Hematology and Bone Marrow Transplant Department, Hospital de Santa Maria, Centro Hospitalar Universitário Lisboa Norte, Lisbon, Portugal.
Instituto de Medicina Molecular João Lobo Antunes, Faculdade de Medicina, Universidade de Lisboa, Lisbon, Portugal.
Cancer Med. 2021 Dec;10(24):8768-8776. doi: 10.1002/cam4.4374. Epub 2021 Nov 16.
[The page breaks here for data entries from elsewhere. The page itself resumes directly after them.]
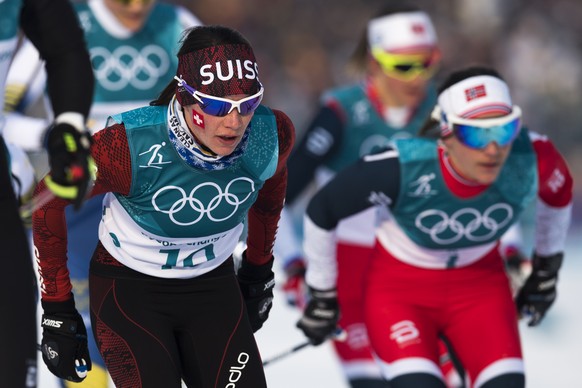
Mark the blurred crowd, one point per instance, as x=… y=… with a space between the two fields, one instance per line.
x=304 y=45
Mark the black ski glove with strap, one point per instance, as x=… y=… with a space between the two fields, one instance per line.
x=256 y=284
x=64 y=341
x=539 y=291
x=319 y=321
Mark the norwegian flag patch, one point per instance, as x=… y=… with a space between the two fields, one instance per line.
x=418 y=28
x=475 y=92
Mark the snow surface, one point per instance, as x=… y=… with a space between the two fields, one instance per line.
x=552 y=351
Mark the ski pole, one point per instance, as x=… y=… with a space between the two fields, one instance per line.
x=339 y=335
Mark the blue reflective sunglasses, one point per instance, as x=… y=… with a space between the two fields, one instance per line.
x=217 y=106
x=478 y=133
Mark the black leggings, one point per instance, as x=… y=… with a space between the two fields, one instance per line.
x=18 y=290
x=153 y=332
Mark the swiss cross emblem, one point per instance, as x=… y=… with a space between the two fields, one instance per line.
x=475 y=92
x=418 y=28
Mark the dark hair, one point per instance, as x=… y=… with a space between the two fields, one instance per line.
x=358 y=59
x=198 y=38
x=431 y=127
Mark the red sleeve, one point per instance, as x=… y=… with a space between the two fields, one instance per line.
x=111 y=154
x=555 y=180
x=264 y=215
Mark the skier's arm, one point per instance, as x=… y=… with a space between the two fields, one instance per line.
x=265 y=212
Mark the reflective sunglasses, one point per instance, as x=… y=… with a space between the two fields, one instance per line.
x=128 y=2
x=407 y=67
x=218 y=106
x=478 y=133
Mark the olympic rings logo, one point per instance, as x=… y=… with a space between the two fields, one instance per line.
x=466 y=222
x=197 y=208
x=127 y=66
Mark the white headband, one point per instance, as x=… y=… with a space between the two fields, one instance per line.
x=475 y=96
x=401 y=31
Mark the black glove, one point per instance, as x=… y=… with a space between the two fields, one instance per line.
x=72 y=167
x=294 y=287
x=539 y=290
x=64 y=341
x=319 y=321
x=256 y=284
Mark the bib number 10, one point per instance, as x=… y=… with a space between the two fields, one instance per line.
x=189 y=261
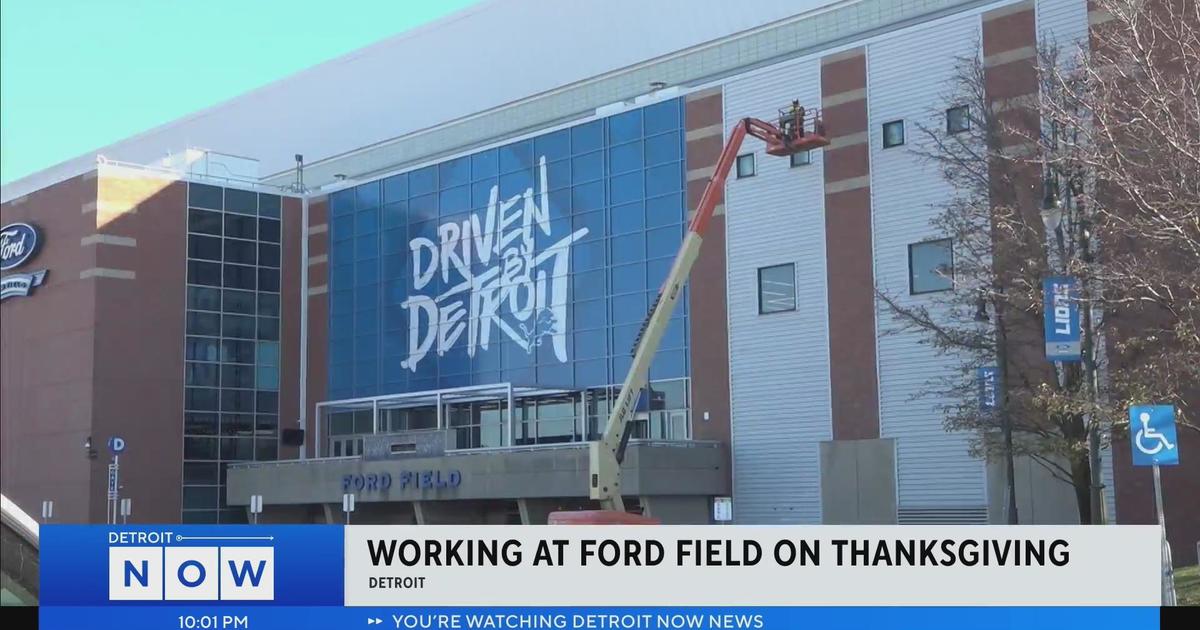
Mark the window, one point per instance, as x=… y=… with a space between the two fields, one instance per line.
x=745 y=166
x=893 y=133
x=958 y=119
x=777 y=288
x=930 y=267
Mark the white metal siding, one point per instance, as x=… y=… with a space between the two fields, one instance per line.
x=907 y=77
x=779 y=363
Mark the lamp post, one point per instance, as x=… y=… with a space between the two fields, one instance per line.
x=1006 y=420
x=1054 y=210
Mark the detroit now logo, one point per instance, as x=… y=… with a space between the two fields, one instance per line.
x=179 y=570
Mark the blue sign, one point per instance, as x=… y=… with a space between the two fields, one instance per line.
x=1153 y=437
x=1062 y=329
x=18 y=244
x=989 y=387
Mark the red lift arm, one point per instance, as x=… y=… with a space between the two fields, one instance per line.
x=789 y=137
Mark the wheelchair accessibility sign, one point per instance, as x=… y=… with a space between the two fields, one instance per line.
x=1152 y=433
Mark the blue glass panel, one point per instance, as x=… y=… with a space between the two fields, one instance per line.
x=342 y=202
x=627 y=187
x=586 y=138
x=587 y=197
x=627 y=217
x=456 y=199
x=587 y=167
x=625 y=157
x=664 y=210
x=366 y=196
x=628 y=279
x=366 y=221
x=395 y=215
x=553 y=145
x=624 y=127
x=395 y=189
x=516 y=156
x=661 y=149
x=366 y=247
x=423 y=181
x=628 y=249
x=484 y=165
x=661 y=117
x=663 y=179
x=454 y=173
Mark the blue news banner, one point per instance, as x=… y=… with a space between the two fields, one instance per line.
x=292 y=577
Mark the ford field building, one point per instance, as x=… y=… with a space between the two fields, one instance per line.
x=432 y=315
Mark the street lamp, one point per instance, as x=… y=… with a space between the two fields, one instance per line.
x=1006 y=421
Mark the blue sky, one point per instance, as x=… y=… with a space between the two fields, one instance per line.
x=77 y=75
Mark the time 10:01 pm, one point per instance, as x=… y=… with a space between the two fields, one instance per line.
x=208 y=622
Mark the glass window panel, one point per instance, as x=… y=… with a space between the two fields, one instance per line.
x=663 y=179
x=268 y=231
x=197 y=473
x=661 y=117
x=204 y=222
x=268 y=329
x=269 y=205
x=555 y=145
x=624 y=127
x=241 y=202
x=625 y=157
x=661 y=149
x=238 y=327
x=203 y=323
x=240 y=277
x=366 y=196
x=341 y=203
x=268 y=255
x=395 y=189
x=587 y=167
x=202 y=349
x=205 y=247
x=269 y=304
x=238 y=251
x=201 y=399
x=241 y=227
x=203 y=299
x=777 y=288
x=269 y=280
x=237 y=400
x=238 y=376
x=588 y=137
x=516 y=156
x=202 y=375
x=237 y=352
x=204 y=196
x=931 y=267
x=203 y=273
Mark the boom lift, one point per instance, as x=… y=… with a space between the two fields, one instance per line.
x=795 y=132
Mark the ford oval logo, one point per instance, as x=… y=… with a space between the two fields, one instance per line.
x=18 y=244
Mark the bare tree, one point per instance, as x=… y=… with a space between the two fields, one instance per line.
x=1098 y=178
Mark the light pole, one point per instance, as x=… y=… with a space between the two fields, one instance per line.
x=1006 y=420
x=1054 y=210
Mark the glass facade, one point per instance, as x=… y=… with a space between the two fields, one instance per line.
x=532 y=263
x=232 y=345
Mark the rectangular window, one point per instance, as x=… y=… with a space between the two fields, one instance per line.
x=930 y=267
x=745 y=166
x=893 y=133
x=777 y=288
x=958 y=119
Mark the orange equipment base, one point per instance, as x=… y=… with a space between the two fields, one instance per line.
x=600 y=517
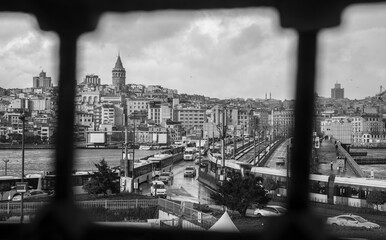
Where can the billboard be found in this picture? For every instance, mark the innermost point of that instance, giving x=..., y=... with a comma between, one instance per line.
x=162, y=138
x=97, y=137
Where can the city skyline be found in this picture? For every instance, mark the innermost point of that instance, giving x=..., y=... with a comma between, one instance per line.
x=221, y=54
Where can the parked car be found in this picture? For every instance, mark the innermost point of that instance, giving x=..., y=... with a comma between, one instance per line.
x=166, y=177
x=190, y=171
x=30, y=195
x=350, y=220
x=266, y=211
x=157, y=189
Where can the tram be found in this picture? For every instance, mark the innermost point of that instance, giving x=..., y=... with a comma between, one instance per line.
x=327, y=189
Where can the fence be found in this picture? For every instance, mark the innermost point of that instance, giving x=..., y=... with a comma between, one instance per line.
x=183, y=212
x=33, y=207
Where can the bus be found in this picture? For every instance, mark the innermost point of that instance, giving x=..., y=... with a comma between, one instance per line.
x=8, y=184
x=190, y=154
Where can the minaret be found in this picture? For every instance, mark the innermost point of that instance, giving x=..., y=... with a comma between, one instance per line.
x=119, y=74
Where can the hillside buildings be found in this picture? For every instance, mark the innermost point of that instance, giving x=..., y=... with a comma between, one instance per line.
x=42, y=81
x=154, y=112
x=337, y=92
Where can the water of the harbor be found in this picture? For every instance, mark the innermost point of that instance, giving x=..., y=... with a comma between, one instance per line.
x=38, y=160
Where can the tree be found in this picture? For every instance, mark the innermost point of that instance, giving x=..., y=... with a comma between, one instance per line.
x=376, y=197
x=104, y=180
x=4, y=187
x=238, y=193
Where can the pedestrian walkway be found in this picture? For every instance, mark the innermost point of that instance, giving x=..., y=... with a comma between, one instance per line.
x=327, y=162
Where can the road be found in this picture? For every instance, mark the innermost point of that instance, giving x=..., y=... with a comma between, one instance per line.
x=184, y=188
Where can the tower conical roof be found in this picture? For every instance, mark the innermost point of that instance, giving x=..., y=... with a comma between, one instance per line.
x=118, y=63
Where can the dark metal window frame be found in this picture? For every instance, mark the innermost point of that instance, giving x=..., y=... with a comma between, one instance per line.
x=69, y=19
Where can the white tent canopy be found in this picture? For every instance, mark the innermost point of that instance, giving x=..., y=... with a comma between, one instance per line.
x=224, y=224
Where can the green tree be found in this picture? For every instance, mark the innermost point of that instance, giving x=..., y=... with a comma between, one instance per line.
x=104, y=181
x=376, y=197
x=238, y=193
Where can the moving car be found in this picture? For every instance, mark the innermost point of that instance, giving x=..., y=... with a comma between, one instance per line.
x=190, y=171
x=158, y=189
x=266, y=211
x=30, y=195
x=350, y=220
x=190, y=154
x=166, y=177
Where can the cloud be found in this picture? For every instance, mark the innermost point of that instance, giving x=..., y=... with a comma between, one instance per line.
x=221, y=53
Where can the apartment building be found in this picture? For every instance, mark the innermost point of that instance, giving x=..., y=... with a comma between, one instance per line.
x=193, y=118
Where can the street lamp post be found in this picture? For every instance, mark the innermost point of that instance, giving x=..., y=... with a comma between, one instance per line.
x=5, y=160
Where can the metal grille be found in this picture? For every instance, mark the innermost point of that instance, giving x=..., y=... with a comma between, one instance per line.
x=63, y=220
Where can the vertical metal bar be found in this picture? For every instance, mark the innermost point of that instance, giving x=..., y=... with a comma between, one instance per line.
x=22, y=167
x=66, y=106
x=305, y=87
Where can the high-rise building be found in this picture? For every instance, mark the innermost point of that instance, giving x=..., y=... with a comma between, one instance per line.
x=119, y=74
x=337, y=92
x=42, y=80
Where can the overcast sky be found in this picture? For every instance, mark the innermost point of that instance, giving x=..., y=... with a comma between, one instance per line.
x=224, y=53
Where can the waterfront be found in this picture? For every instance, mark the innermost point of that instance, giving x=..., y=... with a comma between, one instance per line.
x=38, y=160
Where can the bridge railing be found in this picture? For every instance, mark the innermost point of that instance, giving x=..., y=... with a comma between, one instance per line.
x=184, y=212
x=33, y=207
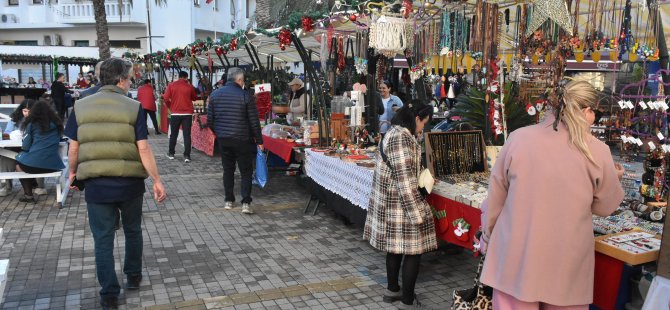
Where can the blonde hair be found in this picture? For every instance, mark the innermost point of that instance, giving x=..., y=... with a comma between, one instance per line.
x=578, y=95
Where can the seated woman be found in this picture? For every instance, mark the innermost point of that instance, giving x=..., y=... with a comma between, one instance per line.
x=8, y=164
x=42, y=130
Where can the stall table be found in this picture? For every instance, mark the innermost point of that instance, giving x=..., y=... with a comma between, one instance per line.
x=279, y=147
x=202, y=139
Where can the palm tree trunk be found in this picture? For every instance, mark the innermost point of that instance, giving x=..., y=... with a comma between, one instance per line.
x=101, y=29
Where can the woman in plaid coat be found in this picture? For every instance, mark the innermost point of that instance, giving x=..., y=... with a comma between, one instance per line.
x=400, y=221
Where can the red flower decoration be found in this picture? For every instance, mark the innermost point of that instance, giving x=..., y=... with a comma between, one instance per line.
x=307, y=24
x=233, y=44
x=284, y=38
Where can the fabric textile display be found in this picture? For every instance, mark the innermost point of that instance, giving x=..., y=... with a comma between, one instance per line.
x=390, y=35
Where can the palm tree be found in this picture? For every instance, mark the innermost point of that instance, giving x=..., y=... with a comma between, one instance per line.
x=471, y=108
x=101, y=28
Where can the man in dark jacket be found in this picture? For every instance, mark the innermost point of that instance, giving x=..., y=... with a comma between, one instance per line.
x=233, y=117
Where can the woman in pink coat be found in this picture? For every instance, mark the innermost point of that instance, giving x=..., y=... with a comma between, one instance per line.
x=547, y=182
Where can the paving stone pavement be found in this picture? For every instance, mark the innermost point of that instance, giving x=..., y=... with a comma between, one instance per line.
x=199, y=256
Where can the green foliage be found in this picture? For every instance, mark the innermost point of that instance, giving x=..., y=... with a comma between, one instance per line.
x=471, y=108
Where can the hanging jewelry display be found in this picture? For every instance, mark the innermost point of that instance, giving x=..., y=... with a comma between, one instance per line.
x=390, y=35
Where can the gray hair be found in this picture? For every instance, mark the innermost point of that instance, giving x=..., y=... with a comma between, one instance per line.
x=235, y=74
x=113, y=70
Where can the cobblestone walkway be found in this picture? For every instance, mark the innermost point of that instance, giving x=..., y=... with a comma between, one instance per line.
x=199, y=256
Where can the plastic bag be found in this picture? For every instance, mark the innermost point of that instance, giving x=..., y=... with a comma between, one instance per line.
x=261, y=173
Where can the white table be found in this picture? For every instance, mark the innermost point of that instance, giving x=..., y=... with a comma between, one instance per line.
x=348, y=180
x=658, y=296
x=62, y=183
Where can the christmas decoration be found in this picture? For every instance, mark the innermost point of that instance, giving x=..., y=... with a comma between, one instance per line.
x=284, y=38
x=556, y=10
x=307, y=24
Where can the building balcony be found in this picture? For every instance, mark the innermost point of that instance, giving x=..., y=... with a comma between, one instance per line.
x=73, y=12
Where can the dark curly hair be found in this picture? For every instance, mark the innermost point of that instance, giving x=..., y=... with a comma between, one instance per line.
x=17, y=115
x=43, y=115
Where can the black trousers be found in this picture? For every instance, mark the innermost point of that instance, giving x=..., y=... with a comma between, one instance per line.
x=152, y=114
x=185, y=122
x=244, y=155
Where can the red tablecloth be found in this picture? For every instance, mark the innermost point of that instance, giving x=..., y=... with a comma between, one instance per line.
x=279, y=147
x=202, y=139
x=455, y=210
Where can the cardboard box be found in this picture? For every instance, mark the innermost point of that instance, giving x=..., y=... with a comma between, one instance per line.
x=624, y=256
x=664, y=255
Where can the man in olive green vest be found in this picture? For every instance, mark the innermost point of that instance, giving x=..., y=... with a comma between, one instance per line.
x=110, y=154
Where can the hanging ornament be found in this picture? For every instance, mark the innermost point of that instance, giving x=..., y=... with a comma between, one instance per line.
x=530, y=109
x=284, y=38
x=233, y=44
x=307, y=24
x=406, y=8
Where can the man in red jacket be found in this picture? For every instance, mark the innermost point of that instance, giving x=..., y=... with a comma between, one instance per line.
x=179, y=97
x=145, y=95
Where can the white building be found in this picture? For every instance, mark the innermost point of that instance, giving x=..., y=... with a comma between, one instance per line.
x=67, y=27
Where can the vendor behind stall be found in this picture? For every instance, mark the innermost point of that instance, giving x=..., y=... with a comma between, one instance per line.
x=299, y=100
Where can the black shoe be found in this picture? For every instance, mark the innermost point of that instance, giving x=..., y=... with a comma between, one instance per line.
x=109, y=302
x=133, y=282
x=30, y=199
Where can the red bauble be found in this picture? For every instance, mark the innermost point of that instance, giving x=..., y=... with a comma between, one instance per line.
x=307, y=24
x=407, y=6
x=233, y=44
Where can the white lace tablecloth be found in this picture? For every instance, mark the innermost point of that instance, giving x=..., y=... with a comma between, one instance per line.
x=348, y=180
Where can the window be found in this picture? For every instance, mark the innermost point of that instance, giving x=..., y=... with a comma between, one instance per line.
x=125, y=43
x=26, y=42
x=251, y=8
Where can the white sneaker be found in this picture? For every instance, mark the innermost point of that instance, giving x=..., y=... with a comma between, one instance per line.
x=246, y=209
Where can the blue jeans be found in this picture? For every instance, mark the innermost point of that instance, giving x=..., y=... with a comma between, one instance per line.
x=102, y=218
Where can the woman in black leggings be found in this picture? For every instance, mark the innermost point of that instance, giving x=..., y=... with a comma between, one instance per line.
x=400, y=221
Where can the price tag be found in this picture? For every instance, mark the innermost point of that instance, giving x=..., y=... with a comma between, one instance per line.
x=652, y=146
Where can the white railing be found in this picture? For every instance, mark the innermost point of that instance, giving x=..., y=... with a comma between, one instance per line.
x=83, y=12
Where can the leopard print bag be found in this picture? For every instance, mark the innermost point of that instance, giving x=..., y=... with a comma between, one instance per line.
x=477, y=298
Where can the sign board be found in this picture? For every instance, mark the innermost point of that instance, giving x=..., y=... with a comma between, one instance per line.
x=263, y=88
x=664, y=255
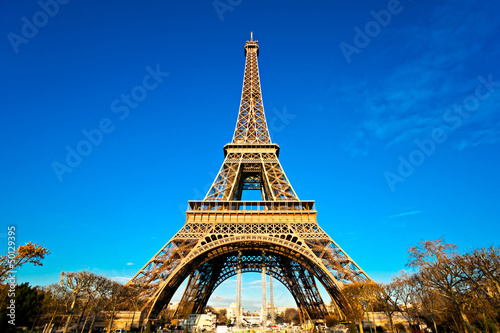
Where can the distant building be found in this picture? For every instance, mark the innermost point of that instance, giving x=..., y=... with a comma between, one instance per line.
x=200, y=321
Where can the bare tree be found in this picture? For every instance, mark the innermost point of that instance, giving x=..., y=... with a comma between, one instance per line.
x=76, y=283
x=438, y=269
x=32, y=253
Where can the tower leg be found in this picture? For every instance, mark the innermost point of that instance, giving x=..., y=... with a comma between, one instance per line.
x=238, y=293
x=271, y=301
x=264, y=297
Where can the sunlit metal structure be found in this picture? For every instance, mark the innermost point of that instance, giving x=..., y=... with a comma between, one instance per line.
x=223, y=234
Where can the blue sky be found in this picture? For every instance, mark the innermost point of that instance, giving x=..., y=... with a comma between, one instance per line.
x=386, y=112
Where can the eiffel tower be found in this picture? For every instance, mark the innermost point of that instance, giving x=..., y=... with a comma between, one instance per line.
x=224, y=235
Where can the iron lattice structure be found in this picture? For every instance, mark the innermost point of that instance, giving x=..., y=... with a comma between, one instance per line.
x=224, y=234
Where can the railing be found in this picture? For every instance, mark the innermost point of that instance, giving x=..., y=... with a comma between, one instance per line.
x=251, y=206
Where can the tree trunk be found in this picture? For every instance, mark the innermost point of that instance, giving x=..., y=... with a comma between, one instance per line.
x=435, y=326
x=85, y=323
x=392, y=324
x=70, y=316
x=53, y=315
x=112, y=316
x=465, y=320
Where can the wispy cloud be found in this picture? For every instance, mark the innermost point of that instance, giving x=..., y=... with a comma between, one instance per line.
x=443, y=57
x=408, y=213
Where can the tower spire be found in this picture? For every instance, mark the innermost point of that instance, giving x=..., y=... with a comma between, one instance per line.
x=251, y=127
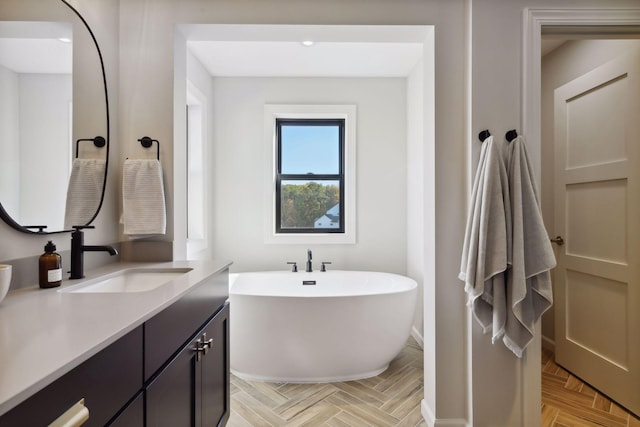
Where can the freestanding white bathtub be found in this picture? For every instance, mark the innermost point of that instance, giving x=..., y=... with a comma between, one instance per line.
x=318, y=327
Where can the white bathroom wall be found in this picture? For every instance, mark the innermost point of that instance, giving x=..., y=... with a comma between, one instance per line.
x=202, y=82
x=9, y=134
x=45, y=102
x=571, y=60
x=239, y=171
x=415, y=187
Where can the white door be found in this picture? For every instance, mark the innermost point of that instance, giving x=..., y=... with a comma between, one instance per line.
x=597, y=212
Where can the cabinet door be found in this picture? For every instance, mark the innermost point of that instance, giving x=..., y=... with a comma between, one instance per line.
x=133, y=414
x=214, y=372
x=193, y=390
x=171, y=396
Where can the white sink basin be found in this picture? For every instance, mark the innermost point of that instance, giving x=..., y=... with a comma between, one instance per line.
x=131, y=280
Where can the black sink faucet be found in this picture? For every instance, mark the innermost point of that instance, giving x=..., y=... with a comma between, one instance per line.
x=309, y=268
x=78, y=249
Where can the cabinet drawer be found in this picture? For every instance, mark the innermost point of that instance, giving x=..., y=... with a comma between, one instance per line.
x=169, y=330
x=106, y=381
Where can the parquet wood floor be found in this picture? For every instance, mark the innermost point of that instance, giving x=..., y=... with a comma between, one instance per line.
x=390, y=399
x=393, y=399
x=569, y=402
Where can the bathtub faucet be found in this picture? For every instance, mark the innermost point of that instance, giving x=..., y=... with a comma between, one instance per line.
x=309, y=268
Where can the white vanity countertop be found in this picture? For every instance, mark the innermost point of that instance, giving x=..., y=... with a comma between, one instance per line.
x=45, y=333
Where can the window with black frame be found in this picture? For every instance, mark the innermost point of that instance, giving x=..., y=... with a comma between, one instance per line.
x=310, y=175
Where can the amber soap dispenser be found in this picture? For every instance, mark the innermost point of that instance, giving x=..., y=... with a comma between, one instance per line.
x=50, y=267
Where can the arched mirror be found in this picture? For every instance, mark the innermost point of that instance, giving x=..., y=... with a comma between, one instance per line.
x=54, y=117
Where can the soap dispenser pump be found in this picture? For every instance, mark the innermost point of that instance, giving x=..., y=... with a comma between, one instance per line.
x=50, y=267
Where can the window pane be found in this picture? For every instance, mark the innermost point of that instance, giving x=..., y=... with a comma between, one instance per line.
x=310, y=149
x=310, y=204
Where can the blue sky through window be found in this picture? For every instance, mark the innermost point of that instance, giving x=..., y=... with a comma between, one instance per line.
x=310, y=148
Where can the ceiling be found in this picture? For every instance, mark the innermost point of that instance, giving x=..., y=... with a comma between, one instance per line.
x=35, y=47
x=277, y=50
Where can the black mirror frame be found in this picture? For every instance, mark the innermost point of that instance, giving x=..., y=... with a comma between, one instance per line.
x=4, y=214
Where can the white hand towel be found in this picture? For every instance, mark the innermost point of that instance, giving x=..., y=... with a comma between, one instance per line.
x=486, y=250
x=529, y=291
x=144, y=211
x=84, y=191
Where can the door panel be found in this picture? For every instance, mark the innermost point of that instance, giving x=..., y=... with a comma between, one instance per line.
x=597, y=211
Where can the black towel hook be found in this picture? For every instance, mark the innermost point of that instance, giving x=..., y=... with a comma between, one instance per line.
x=148, y=142
x=484, y=135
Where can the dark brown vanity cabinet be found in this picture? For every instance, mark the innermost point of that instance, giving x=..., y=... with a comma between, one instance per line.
x=193, y=389
x=173, y=370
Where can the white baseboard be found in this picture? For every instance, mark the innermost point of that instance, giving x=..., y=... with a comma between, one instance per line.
x=548, y=344
x=418, y=337
x=432, y=421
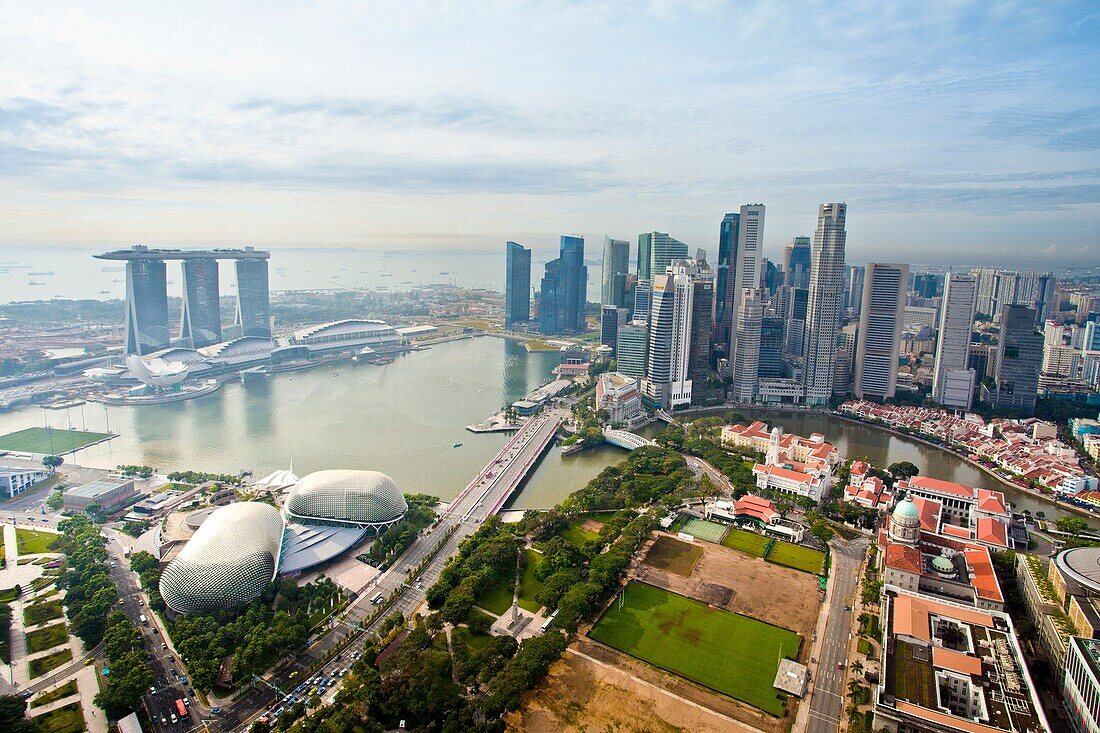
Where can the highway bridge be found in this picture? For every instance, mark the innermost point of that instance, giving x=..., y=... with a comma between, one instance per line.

High-dose methylprednisolone plus rituximab (R-HDMP) is a useful treatment in chronic lymphocytic leukaemia/small lymphocytic lymphoma (CLL/SLL) patients unfit for chemo-immunotherapy and has proven its utility on the treatment of CLL/SLL complicated by auto-immune cytopenias. We performed a retrospective, single-centre study, of CLL/SLL patients treated with R-HDMP for 9 years. Thirty-nine patients were included, median age at time of treatment was 77 years. Most patients had stage Rai III/IV and Binet C disease. Twenty-eight patients had relapsed/refractory disease at time of treatment with a median of 1 previous line of therapy; 53.8% had prior exposure to fludarabine and 25% to rituximab. Grade 3-4 neutropenia and thrombocytopenia were recorded in 10.2% and 17.9% patients, respectively. While on treatment, 51.3% had documented infectious complications, but no other non-haematological toxicities grades 3-4 were identified. Overall response rate was 64%. Median overall survival and progression-free survival were 24 and 13 months, respectively. Twenty four patients relapsed and 16 received another line of treatment after R-HDMP, with median time to next treatment of 13.5 months. Thirteen out of the 24 patients improved performance status and were subsequently considered fit for chemo-immunotherapy. R-HDMP is a valuable option for elderly and frail patients, with low risk of severe myelotoxicity and other severe adverse events. It was shown to work as a bridge to other lines of treatment, including chemo-immunotherapy.
大剂量甲基泼尼松龙联合利妥昔单抗(R-HDMP)是不适合化疗免疫治疗的慢性淋巴细胞白血病/小淋巴细胞淋巴瘤(CLL/SLL)患者的有效治疗方法,并且已被证明可有效治疗伴有自身免疫性血细胞减少症的 CLL/SLL。我们对 9 年来接受 R-HDMP 治疗的 CLL/SLL 患者进行了回顾性单中心研究。共纳入 39 例患者,治疗时的中位年龄为 77 岁。大多数患者处于 Rai III/IV 期和 Binet C 期。28 例患者在治疗时存在复发/难治性疾病,其中中位数为 1 线既往治疗;53.8%有氟达拉滨暴露史,25%有利妥昔单抗暴露史。分别有 10.2%和 17.9%的患者出现 3-4 级中性粒细胞减少和血小板减少。治疗期间,51.3%有记录的感染并发症,但未发现其他 3-4 级非血液学毒性。总缓解率为 64%。中位总生存期和无进展生存期分别为 24 个月和 13 个月。24 例患者复发,16 例患者在接受 R-HDMP 治疗后接受了另一线治疗,下一治疗的中位时间为 13.5 个月。24 例患者中有 13 例的体能状态得到改善,随后被认为适合化疗免疫治疗。R-HDMP 是老年和体弱患者的有价值选择,具有低严重骨髓毒性和其他严重不良事件风险。它已被证明可作为与其他治疗线(包括化疗免疫治疗)桥接的治疗方法。